Bifunctional composite separator with a solid-state-battery strategy for dendrite-free lithium metal batteries

Abstract

Lithium (Li) metal anodes have been considered as the “Holy Grail” for next-generation batteries due to their high theoretical capacity and low redox potential. However, nonuniform Li+ deposition leads to hazardous dendrite growth and poor electrochemical performance, which still severely hinders the practical applications of Li metal batteries. Herein, we propose a bifunctional composite separator to guide homogenous Li+ deposition, which smartly learns abundant experience from the dendrite-free design of solid-state batteries.
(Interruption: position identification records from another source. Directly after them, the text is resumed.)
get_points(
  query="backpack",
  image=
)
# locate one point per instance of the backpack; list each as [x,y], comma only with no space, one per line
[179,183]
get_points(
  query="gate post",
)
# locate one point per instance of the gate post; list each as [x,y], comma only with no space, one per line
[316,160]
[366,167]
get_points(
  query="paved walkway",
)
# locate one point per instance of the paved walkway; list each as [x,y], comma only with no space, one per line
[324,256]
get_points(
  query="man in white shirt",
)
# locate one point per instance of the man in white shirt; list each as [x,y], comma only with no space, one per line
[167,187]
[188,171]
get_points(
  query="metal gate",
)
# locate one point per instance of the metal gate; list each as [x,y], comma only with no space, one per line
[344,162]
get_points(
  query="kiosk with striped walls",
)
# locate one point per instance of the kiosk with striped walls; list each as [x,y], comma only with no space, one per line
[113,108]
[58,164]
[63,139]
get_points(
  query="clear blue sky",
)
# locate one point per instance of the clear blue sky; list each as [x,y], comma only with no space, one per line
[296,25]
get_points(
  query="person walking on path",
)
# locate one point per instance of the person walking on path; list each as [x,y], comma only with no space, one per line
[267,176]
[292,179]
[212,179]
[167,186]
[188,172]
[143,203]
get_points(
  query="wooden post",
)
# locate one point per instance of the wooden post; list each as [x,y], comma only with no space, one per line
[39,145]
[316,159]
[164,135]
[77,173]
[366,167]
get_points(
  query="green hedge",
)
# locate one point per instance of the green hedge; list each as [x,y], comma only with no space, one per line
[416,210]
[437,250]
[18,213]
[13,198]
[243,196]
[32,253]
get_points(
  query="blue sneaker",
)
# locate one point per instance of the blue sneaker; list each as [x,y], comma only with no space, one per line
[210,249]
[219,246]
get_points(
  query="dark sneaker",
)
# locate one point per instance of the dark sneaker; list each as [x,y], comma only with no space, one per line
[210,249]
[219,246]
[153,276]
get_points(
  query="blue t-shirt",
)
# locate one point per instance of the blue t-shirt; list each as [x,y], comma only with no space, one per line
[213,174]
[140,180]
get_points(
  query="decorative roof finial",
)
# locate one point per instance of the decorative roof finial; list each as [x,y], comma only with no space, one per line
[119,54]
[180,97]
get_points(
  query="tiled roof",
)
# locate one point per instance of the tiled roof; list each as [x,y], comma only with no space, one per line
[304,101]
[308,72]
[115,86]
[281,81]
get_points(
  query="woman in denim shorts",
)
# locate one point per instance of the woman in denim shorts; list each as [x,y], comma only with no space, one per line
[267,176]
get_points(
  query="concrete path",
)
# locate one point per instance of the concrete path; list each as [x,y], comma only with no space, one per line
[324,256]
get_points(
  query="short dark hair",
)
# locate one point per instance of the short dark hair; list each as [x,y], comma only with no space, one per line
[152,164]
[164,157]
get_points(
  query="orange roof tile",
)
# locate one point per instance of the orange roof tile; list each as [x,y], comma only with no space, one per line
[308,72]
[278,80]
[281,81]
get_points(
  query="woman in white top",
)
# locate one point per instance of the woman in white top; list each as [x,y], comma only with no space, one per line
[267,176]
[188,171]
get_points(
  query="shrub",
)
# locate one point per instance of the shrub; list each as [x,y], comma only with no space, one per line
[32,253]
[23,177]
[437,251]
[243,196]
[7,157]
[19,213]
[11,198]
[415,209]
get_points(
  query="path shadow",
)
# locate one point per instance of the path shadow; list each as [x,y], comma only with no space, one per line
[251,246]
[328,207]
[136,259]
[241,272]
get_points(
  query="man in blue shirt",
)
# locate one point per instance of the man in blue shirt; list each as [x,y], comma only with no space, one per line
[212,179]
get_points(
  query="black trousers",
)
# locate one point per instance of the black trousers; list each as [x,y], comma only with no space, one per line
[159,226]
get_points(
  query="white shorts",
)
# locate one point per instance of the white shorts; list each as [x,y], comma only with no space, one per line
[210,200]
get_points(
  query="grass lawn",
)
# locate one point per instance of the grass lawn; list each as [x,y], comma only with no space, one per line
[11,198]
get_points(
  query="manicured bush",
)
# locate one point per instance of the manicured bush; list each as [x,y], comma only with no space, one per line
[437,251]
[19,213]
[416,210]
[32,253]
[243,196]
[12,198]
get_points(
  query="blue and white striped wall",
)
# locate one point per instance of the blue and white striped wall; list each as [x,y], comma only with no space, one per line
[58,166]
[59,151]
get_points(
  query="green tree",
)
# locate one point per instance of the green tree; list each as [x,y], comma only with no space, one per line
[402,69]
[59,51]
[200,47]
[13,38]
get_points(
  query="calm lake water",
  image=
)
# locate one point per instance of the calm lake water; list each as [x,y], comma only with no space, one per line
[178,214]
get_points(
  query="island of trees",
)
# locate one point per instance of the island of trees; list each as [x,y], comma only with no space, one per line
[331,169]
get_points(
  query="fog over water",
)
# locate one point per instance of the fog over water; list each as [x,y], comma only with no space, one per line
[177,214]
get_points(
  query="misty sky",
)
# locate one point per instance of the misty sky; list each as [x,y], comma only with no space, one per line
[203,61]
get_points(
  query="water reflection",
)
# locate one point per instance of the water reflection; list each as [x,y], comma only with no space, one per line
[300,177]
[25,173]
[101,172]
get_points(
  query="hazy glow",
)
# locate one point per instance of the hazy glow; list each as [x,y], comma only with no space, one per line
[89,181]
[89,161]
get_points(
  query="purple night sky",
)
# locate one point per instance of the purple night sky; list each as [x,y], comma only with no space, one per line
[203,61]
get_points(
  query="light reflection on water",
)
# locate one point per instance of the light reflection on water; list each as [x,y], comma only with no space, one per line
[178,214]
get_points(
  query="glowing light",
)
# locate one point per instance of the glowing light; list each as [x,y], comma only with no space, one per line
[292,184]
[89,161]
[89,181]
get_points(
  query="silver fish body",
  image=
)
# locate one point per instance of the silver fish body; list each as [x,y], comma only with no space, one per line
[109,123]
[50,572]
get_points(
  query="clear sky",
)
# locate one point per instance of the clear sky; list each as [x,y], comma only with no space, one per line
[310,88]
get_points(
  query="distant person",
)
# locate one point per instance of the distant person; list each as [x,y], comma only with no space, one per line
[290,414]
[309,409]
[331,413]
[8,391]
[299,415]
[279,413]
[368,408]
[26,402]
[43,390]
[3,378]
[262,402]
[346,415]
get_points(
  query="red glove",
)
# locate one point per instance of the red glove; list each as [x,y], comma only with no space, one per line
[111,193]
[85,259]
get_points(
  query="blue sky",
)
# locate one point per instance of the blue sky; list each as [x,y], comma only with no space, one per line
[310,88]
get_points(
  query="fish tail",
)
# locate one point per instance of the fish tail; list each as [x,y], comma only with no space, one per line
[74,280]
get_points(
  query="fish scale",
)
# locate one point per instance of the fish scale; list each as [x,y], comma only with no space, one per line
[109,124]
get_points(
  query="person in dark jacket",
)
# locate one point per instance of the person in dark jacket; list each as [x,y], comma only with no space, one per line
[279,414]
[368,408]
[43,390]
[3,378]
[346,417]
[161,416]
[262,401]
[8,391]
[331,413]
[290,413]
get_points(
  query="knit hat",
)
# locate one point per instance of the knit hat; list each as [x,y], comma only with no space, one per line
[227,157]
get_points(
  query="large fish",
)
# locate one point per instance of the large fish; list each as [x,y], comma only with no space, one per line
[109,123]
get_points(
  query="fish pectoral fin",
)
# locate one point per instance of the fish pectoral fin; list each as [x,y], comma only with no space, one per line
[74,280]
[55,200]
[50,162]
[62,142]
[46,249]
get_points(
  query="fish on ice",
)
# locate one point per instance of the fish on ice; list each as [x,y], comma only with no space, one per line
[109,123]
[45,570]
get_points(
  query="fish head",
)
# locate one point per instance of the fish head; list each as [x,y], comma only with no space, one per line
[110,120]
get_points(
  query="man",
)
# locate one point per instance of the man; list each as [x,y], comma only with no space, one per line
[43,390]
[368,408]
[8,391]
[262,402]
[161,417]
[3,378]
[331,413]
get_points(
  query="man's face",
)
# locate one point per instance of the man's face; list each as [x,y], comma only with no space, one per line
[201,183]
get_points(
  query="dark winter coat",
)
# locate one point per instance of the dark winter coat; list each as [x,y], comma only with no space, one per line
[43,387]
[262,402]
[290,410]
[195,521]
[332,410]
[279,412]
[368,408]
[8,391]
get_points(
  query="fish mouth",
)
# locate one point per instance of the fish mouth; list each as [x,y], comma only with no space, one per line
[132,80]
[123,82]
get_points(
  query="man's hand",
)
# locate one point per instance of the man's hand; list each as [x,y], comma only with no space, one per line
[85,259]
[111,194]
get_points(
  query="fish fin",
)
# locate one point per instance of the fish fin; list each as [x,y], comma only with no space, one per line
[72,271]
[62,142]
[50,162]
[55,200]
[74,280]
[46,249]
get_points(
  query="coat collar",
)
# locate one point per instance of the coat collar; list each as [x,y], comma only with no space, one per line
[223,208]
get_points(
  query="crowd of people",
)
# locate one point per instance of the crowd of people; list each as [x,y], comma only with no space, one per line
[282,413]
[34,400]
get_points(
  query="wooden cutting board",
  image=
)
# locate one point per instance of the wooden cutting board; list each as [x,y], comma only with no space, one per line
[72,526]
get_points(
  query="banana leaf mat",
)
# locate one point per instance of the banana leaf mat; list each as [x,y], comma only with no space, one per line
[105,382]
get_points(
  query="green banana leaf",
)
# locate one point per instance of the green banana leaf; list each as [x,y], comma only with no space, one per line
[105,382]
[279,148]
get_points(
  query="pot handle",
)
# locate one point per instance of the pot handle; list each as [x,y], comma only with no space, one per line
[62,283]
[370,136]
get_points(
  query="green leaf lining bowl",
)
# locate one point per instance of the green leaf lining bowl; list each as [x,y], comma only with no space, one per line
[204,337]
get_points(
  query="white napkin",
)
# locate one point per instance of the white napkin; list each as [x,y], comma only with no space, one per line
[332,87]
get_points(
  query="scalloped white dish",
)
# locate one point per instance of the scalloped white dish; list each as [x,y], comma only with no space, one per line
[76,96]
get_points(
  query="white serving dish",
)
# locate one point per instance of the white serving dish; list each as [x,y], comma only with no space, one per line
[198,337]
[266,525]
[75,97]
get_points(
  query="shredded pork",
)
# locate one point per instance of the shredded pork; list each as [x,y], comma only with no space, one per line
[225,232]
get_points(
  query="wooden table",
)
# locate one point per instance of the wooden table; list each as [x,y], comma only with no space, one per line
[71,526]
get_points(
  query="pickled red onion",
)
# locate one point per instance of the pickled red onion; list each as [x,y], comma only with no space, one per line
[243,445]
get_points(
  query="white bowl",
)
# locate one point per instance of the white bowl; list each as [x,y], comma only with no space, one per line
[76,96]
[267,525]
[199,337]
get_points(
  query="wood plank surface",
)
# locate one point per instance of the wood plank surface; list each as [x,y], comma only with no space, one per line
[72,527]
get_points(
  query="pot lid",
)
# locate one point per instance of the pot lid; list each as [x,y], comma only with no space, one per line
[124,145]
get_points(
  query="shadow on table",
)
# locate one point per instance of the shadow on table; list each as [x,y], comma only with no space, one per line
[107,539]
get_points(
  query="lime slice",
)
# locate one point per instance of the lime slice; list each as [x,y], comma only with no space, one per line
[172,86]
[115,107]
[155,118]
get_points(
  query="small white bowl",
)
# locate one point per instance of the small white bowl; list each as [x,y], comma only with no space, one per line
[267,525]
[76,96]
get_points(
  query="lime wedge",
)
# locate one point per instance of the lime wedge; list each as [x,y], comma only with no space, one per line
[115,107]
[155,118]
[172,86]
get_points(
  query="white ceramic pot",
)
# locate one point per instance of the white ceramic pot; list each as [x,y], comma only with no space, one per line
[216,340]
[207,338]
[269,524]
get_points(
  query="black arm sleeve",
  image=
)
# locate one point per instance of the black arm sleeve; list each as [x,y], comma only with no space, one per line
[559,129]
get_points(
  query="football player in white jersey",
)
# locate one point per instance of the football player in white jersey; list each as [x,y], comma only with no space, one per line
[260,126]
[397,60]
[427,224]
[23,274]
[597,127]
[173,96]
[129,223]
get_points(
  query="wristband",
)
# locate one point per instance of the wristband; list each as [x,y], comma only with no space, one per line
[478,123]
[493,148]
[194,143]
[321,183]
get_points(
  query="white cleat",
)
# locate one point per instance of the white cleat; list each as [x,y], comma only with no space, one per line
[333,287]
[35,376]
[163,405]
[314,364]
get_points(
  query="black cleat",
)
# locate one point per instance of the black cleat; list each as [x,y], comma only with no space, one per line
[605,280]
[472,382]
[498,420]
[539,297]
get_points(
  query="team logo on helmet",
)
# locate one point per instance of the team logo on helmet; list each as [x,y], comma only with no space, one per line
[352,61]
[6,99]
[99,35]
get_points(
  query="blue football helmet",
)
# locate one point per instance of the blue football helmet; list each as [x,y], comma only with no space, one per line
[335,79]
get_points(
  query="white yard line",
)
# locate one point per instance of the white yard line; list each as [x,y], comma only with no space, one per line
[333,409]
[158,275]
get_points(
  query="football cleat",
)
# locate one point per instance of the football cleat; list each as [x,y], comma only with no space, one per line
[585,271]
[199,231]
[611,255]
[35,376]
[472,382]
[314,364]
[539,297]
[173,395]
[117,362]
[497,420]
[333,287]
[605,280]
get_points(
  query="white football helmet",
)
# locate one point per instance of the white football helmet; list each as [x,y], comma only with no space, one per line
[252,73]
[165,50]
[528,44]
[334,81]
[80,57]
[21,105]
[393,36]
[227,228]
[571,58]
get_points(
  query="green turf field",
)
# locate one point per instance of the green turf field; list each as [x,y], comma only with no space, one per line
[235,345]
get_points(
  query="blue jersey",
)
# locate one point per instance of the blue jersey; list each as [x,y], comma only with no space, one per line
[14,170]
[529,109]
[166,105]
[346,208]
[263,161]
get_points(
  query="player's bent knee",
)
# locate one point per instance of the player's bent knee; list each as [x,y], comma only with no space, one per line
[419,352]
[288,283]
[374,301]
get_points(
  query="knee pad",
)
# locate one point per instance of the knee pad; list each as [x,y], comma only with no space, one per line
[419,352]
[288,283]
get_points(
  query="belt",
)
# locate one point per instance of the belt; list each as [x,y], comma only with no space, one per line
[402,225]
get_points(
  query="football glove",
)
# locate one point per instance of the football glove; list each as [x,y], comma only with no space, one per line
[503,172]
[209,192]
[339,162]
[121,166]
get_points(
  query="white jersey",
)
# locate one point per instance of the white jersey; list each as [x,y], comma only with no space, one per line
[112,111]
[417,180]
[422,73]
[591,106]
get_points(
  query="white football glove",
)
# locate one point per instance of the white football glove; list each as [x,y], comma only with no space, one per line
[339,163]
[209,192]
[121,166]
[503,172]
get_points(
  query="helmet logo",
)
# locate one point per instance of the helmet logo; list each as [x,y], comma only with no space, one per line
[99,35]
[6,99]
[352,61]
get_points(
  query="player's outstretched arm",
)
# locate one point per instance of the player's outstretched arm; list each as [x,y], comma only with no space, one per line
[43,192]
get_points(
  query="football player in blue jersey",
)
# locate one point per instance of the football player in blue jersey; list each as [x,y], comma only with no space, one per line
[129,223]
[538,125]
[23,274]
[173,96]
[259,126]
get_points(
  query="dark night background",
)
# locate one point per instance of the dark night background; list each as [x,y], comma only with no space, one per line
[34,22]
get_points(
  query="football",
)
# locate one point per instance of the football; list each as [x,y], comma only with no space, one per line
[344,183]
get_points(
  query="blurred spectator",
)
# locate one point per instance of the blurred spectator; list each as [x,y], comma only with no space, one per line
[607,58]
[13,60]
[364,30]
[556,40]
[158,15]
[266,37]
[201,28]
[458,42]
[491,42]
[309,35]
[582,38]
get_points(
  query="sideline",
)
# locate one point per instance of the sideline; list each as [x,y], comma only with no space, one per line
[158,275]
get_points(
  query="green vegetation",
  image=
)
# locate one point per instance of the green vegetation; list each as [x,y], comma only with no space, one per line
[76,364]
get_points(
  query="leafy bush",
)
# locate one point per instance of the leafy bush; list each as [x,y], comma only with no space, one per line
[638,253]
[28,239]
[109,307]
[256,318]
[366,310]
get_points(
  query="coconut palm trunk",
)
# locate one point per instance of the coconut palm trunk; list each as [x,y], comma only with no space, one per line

A hierarchical porous composite solid-state electrolyte (CSE) consisting of polyvinylidene fluoride (PVDF) and Li6.4La3Zr1.4Ta0.6O12 (LLZTO) is coated on one side of polypropylene (PP) separator to fabricate the composite separator. The interactions between PVDF and LLZTO provide a three-dimensional fast Li+ channel along the PVDF, LLZTO, and PVDF/LLZTO interfaces, which can effectively redistribute uneven Li+ flux coming from the insulated PP separator. In addition, the CSE layer can further immobilize the anions, regulating a facile Li+ transport to evenly deposit on the Li anode. The synergetic effects between Li+ redistribution and anion immobilization result in higher Coulombic efficiency and enhanced cycling stability for Li metal batteries. This work presents fresh insights into CSE modified PP separator, which is an effective and simple solid-state-battery strategy for protected Li metal anodes and large-scale production.